The Next Tech Generations
Last weekend I gave a TEDx Talk at the TEDxKrungthep conference here in Thailand. The YouTube video should be out next week and I’ll post it here so you can all rip it apart and tell me how off the mark I am.
As I was preparing for the talk somewhere over Vietnam about 34,000 feet in the air, I started thinking about Marc Prensky’s Digital Natives, Digital Immigrants paper, and how it helps to define different generations. We do this as humans, define generations by the things around them. My generation for some reason got labeled Generation X. Based on social events happening before we were born.
If we think of Digitla Natives and Digital Immigrants as generations I think it makes more sense.
Digital Immigrant Generation: Born before 1977
Digital Natives Generation: Born After 1977
That is the date that Prensky uses in his paper based on when the personal computer first came out. I do think my experiences growing up were different than my parents based on this technological revolution that was the PC. Just like my parents growing up with a TV was a technological revolution to their parents that had a radio.
Technology can define generations…I believe…and I do think it’s an interesting way to look at global generations. Why do 30 somethings still play a lot of video games? Because we grew up in a video game era. I had an Atari and the orignall Nintendo. I also grew up with VCRs and at one point had a corded remote (what were they thinking?).
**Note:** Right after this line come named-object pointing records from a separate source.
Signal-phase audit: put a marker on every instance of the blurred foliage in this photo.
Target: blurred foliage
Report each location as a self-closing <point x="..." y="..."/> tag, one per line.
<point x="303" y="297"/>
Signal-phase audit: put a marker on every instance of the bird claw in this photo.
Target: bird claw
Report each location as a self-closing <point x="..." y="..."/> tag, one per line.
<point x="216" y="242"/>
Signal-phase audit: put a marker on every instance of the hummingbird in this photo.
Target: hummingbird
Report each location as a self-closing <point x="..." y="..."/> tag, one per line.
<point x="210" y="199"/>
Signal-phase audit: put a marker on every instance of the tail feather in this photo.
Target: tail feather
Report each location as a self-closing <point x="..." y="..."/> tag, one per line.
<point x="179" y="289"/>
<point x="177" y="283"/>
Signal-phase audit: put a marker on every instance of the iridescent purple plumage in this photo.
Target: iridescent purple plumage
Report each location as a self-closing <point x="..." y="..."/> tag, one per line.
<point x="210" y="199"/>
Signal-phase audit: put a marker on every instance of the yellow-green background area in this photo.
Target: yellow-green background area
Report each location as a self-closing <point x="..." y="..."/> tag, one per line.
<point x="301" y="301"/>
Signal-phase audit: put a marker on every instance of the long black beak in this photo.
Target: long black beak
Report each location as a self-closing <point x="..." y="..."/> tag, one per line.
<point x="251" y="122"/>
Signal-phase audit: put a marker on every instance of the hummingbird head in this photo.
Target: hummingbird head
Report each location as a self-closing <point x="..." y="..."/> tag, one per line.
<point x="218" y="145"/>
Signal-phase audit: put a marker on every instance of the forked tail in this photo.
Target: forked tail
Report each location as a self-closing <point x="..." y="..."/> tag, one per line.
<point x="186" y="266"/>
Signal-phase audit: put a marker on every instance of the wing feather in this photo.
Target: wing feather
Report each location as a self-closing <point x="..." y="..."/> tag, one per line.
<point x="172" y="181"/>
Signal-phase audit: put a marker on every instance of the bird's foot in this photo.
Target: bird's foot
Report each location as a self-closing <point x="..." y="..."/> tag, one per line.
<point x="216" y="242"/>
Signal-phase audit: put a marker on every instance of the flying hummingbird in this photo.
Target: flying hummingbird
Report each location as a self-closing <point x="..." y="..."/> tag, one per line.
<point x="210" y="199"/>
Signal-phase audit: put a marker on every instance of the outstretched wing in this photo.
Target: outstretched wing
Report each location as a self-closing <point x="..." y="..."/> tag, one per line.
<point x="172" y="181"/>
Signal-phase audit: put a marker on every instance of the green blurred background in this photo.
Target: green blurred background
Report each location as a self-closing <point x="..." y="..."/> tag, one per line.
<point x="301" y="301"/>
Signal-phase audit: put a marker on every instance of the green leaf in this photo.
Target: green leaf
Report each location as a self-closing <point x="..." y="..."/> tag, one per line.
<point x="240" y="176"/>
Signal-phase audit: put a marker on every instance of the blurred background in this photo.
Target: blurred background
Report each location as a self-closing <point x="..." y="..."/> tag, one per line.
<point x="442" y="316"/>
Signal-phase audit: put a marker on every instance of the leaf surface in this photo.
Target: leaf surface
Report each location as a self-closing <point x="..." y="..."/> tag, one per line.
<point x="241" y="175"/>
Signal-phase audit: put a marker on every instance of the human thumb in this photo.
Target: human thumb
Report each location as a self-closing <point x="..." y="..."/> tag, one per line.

There are technologies that define a generation and I believe there are two other technological advances that have defined two other generations already.
The Web Generation:
The web generation are those born after 1991 who have always grown up with the World Wide Web. This is the generation that has always had and expected access to the Internet. To put this into prespective. Seniors in High School today where born in 1992 meaning that our schools are filled with students who never lived without the Internet. As a 9th grader told me the other day, “Music has always been free and downloadable.” This generation grew up with the web, they rely on the web for communication and have always written more e-mails than letters. TV commercials have always had a web site where you could find out more information. Everything has always been able to be found on a search engine, and Flash has always been a plugin.
The Mobile Generation:
The mobile generation are those born after 2007, or so I’m predicting. The release of the iPhone in 2007 marked the beginning of true mobile computing. Yes we had laptops and even WiFi before this, but since that time mobile computing has sky rocketed. BlackBerries, Android, and iPhones continue to grow in sells and popularity. The iPad, Google Chrome OS, and the future of tablets will all define the way this generation expects to interact with information.
This generation will just grow up in a time where you asked your phone for directions to the store, where you could access the Internet virtually anywhere, and when laptop computers have always out sold desktop computers.
I was talking to our kindergarden teachers (blogs here and here) last weekend who said that their kids are having a hard time using a mouse. That the students would much rather and are more comfortable with a touch pad of some kind. Our 1st grade teachers two years ago were worried that their students woudn’t be able to use the trackpad on a laptop and found out they were completely wrong, the kids took to it like water.
I put this out there because I think it’s important to understand the culture our students have grown up in. Of course this is just one aspect of these generations. They’ve also the generation that has always had Global Warming hanging over their heads, there has always been tension or war in the Middle East, and the Cold War is in history books. I think it’s important to understand the history our students don’t have as much as it is to understand the world they are grown up in know.
I think these seperations of the generations around technology can help us better understand them in that aspect of culture and their life. It seems to make sense to those I have discussed this with so far. What do you think? How do you see these generations?